Markets responded favourably to the UK’s Consumer Price Index reading that came in below expectations while anticipating a slew of tech profits that were scheduled to be released after the US session.
The value of the US dollar increased significantly. The US Dollar index, or DXY, ranged from a low of 99.925 to a high of 100.535. Additionally, the yen’s decline on Wednesday was advantageous for the US Dollar.
Wednesday’s lower global government bond yields were positive for precious metals, with Gold occasionally shining throughout a tumultuous US session. Gold, on the other hand, finished the day flat near $1,977 and higher than the range’s low and high of $1,969.81 and $1,9870.99. In the meantime, data suggests that a fund sale of gold is depressing prices, as gold ETF holdings on Tuesday hit a 4-month low. Bitcoin is now worth $29976.42, up $181.47 or 0.61%. Despite earlier advances, the price of crude oil and petrol on Wednesday ended up mixed.
Economic Data
For the first time since January, UK Core CPI decreased from 7.1% YoY to 6.9% YoY, and service inflation decreased from 7.4% YoY to 7.2% YoY. But when wages grow faster, the Bank of England’s (BoE) task of bringing inflation down will become more challenging. Although both the core and headline measures came in below estimates, markets reduced their expectation that the BoE will increase interest rates by 50 basis points next month. As a result, GBP/USD kept falling and went from a high of 1.3041 to a low of 1.2867.
According to the monthly data released by the US Census Bureau on Wednesday, housing starts decreased by 8% on a monthly basis in June after increasing by 15.7% (reduced from +21.7%) in May. Building Permits decreased over the said period.
The US housing data missed expectations but failed to trigger a market reaction.
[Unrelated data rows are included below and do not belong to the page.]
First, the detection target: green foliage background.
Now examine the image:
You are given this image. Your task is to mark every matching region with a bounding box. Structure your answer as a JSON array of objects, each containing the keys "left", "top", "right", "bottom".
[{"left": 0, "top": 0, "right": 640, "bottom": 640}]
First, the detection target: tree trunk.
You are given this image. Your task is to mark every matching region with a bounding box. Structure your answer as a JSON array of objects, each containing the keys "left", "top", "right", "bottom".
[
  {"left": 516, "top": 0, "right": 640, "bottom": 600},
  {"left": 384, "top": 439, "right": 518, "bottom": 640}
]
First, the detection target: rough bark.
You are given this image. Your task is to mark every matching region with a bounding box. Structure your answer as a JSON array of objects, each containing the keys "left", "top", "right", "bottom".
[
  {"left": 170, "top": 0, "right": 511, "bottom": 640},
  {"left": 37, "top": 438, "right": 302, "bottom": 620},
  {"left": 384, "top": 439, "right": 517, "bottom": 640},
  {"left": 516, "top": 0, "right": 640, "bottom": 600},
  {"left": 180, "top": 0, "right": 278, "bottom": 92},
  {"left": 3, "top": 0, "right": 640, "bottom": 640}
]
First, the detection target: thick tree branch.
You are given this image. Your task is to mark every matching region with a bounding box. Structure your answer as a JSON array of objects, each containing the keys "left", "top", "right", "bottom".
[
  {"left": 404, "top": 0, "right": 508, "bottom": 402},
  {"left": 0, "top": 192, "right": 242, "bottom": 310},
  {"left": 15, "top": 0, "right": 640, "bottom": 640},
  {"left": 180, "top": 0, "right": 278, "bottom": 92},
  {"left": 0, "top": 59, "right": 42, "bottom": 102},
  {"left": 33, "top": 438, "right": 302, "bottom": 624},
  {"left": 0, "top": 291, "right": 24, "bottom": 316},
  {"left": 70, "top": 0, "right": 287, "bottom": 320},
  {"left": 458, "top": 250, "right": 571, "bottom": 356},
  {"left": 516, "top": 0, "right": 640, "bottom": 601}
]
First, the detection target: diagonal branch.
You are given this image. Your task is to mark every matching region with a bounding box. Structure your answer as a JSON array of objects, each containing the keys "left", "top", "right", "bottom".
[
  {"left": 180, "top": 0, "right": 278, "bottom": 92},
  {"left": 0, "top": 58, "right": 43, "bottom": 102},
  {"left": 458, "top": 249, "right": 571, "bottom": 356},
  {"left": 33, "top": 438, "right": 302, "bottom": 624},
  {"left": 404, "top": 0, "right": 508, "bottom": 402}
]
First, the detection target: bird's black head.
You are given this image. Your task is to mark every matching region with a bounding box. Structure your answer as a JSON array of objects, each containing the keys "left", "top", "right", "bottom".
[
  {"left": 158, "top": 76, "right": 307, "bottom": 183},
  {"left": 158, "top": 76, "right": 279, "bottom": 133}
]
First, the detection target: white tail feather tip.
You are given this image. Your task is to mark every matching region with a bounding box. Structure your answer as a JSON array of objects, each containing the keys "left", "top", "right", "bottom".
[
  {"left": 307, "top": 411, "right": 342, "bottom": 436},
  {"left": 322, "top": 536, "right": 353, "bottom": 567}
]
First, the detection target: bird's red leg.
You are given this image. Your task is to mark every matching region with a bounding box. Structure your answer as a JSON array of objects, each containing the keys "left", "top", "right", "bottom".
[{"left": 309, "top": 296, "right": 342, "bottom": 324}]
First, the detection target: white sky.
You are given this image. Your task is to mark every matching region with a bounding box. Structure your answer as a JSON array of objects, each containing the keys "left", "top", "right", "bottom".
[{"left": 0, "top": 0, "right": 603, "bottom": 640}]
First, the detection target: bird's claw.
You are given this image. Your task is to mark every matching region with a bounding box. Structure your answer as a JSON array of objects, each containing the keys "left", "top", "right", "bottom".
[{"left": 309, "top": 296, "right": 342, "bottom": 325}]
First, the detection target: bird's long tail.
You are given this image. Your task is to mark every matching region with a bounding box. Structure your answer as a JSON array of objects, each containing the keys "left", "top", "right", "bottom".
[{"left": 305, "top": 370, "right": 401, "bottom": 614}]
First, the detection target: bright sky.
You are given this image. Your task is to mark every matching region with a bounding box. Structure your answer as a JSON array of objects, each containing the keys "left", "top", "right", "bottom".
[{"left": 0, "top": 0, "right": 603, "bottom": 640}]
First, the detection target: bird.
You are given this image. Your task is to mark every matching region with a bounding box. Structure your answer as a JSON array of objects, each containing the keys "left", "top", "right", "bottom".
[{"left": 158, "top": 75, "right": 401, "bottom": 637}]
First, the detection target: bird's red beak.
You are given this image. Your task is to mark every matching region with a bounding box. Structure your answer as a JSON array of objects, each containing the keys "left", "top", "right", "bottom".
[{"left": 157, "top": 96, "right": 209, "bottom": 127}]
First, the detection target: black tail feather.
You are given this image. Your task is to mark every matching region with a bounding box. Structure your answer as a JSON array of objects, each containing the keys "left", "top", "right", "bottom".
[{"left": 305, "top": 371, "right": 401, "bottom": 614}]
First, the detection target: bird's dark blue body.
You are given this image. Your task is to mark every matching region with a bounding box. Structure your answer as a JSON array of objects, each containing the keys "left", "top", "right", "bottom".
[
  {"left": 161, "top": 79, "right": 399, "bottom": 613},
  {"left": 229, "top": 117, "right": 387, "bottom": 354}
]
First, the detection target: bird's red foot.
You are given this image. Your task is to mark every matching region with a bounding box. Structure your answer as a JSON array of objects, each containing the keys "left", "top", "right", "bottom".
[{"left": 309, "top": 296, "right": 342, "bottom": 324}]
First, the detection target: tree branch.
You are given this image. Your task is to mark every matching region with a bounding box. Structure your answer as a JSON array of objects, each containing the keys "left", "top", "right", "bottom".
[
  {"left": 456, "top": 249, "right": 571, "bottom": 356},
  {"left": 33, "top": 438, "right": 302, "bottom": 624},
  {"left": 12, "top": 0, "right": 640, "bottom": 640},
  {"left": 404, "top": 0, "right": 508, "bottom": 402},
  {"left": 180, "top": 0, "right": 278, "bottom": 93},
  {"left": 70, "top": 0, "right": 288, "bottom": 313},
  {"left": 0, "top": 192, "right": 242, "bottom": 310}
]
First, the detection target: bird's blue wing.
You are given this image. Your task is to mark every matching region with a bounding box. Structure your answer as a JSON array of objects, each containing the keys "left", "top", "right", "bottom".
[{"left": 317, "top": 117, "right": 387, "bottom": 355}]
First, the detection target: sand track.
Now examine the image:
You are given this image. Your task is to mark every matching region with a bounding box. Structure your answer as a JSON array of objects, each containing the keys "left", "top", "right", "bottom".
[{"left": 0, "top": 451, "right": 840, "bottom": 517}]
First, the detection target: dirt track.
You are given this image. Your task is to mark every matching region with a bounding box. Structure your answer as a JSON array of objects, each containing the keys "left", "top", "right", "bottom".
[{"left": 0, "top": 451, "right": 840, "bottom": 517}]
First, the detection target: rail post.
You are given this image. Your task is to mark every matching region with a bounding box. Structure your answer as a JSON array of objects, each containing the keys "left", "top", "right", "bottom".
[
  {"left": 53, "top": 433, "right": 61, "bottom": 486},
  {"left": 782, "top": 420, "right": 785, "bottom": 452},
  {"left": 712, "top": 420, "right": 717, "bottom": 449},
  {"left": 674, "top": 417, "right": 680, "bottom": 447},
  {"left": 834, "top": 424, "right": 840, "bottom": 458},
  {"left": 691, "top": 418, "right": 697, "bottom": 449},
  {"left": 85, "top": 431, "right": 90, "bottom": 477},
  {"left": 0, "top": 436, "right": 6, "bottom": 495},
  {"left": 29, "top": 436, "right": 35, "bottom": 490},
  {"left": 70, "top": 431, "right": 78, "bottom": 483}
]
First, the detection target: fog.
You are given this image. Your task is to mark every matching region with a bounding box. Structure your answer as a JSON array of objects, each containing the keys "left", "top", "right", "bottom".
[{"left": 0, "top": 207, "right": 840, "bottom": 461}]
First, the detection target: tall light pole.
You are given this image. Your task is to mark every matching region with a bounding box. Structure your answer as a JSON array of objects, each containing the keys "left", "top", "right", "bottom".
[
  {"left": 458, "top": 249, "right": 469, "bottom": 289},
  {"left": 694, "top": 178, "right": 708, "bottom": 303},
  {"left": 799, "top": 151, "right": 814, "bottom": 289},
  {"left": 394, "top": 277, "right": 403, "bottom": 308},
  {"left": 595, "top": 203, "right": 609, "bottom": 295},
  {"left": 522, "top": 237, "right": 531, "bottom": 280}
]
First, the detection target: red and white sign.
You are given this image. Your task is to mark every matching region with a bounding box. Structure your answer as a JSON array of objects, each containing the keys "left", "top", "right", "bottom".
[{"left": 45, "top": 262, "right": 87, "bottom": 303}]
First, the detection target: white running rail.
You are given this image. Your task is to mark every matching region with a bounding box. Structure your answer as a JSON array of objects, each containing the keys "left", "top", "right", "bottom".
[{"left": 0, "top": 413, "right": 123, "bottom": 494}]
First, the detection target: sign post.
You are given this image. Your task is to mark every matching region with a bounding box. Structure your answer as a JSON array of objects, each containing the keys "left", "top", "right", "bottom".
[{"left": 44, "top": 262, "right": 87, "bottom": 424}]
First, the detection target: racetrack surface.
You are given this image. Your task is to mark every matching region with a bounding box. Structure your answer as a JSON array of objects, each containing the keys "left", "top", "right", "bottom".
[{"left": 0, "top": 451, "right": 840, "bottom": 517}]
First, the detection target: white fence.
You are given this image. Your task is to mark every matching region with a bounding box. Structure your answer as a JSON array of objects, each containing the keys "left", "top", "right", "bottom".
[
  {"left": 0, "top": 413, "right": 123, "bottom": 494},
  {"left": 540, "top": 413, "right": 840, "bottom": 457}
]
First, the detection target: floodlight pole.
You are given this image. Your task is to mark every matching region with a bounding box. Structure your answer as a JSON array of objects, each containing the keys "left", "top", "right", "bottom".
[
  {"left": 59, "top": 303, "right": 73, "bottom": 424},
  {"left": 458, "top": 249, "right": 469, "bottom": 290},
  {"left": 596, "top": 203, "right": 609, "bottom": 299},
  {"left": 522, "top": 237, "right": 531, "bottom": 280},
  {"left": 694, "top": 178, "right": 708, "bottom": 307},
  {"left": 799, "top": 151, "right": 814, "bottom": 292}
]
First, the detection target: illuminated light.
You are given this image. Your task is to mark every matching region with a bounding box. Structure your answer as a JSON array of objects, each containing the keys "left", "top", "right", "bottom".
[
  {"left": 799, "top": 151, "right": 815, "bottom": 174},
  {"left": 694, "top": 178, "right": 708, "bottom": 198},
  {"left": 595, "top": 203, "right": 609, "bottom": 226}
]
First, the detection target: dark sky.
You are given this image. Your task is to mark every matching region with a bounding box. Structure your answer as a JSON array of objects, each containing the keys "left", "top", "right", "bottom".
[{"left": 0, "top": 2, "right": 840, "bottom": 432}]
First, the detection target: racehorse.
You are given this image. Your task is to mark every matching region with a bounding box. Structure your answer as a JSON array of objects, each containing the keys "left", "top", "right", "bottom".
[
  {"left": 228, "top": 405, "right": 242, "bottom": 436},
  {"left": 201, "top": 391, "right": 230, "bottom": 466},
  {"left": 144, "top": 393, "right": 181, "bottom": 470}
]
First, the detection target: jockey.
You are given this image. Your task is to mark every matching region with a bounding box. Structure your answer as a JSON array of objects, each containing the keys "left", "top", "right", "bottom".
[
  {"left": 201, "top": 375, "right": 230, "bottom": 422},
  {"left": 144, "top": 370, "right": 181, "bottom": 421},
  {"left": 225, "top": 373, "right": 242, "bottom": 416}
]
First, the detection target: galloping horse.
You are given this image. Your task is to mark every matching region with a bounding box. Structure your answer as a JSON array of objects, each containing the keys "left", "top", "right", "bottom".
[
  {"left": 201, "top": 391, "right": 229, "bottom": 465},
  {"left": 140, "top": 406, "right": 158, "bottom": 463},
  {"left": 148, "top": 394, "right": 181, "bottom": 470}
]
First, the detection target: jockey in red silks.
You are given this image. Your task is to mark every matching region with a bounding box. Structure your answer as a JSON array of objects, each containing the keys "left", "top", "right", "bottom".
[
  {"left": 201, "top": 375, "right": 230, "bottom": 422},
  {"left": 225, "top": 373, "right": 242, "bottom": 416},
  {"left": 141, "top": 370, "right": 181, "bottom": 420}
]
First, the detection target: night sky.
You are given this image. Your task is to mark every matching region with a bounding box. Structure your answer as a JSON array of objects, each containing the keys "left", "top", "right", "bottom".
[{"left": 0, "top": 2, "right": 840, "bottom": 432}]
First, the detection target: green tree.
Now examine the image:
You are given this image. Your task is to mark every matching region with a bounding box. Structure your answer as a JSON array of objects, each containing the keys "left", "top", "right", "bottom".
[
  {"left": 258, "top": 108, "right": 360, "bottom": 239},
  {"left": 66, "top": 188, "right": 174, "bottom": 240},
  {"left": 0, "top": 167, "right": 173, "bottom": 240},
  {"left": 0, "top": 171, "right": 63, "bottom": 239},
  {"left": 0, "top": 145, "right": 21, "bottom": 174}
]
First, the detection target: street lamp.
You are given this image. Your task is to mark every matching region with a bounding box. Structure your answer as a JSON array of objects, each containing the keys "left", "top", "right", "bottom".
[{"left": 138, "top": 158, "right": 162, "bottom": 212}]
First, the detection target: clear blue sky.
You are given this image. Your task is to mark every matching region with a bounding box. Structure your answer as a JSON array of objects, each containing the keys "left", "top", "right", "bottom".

The dollar started to outperform its rivals on Wednesday in the US Dollar Index , which tracks the USD’s valuation against a basket of six major currencies, climbing to fresh five-day highs above 100.50 in the American session.
Key Developments
USD/JPY on Wednesday rose by +0.62%. The yen was under pressure Wednesday after Bank of Japan’s Governor Ueda suggested that there will be a continuation of the BOJ’s easy monetary policy until there is a shift in its assessment for achieving its inflation target. Stocks were higher which dented the allure of the Yen and its safe-haven demand.
As for the Euro, the DXY rally was a painful ride for stubborn bulls. An additional decline in the 10-year German bund yield to a 3-week low weakened the euro’s interest rate differentials and EUR/USD ended the day considerably lower touching a low of 1.1174. During the Asian session, markets focus on Australian labour market data and Japan’s trade balance for June.